In April 2001 the film series Real to Real: Buddhism and Film will take place at the Asian Art Auditorium in San Francisco. The series, co-sponsored by the San Francisco Zen Center and the Asian Art Museum, presents twelve films that, according to organizers, illuminate the “mutual inspirations of Buddhism on art and art on Buddhism.” The sponsors of Real to Real have chosen films set in Buddhist cultures, such as Mandala (1981) from South Korea, as well as American or European films that can be viewed through a Buddhist lens. Hollywood productions such as Groundhog Day and Fearless are included in the latter category. Each film will be introduced by a speaker; scheduled presenters include writers Gretel Ehrlich and Maxine Hong Kingston, actor/director Peter Coyote, Korean scholar Robert Buswell, and Buddhist teacher Reb Anderson. The complete list of films and speakers can be found on the website www.sfzc.com.

THE WHEEL

Players of The Tibet Game (free online at www.tibetgame.com/tibet) travel through panoramic views of Tibet, giving away photos of the Dalai Lama to strangers in a quest for good karma points and a shot at nirvana. Probably the first adventure game to offer cowpies in its virtual marketplace.

The Kubose Dharma Legacy in Skokie, Illinois, has a Buddhist answer to popular Christian dial-a-prayer services. Dial-the-Dharma was started twenty years ago by the late Rev. Gyomay Kubose, who founded the Buddhist Temple of Chicago in 1944. A recent message, “Dharma in the fast lane,” encourages students to practice with the same conviction that a runner gives to the start of a race. Dial (847) 677-8053 for a dharma talk anytime.

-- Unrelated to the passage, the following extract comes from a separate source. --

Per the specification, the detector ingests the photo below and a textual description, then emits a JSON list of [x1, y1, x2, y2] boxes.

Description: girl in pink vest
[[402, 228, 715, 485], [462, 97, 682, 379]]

In a recent British Airways magazine advertisement, Shakyamuni Buddha is pictured looking uncomfortable and sad in an upright airline seat, but relaxed and smiling when the seat is reclined. Buddhists around the world were displeased with this odd and misleading representation and, after a series of complaints – most notably from science fiction writer and Sri Lanka resident Arthur C. Clarke – the airline decided to drop the ad.

The Convention of Southern Baptists, the largest group of Baptists in the U.S., has published a book for its members giving instruction on how to pray for the spiritual welfare of Buddhists. Previous books were aimed at Muslims, Jews, and Hindus. A section of their website is dedicated to “Interfaith Evangelism,” and their bulletin on Buddhism offers pointers for eager missionaries in a section called Bridges for Evangelizing Buddhists: “The gospel can be appealing to Buddhists if witnessing focuses on areas of personal need where the Buddhist belief system is weak. Some major areas include: Suffering, Meaningful Self, Future Hope, Moral Law, and Merit.”

Now you can make a fizzy toast to Tibet’s freedom with Free Tibet Golden Ginger Ale, a new brew from Boston’s famous Emack & Bolio’s. Produced in collaboration with the Tibetan Association of Boston, the drink will have the Tibetan national flag on the label, as well as the web address of the Tibetan government-in-exile.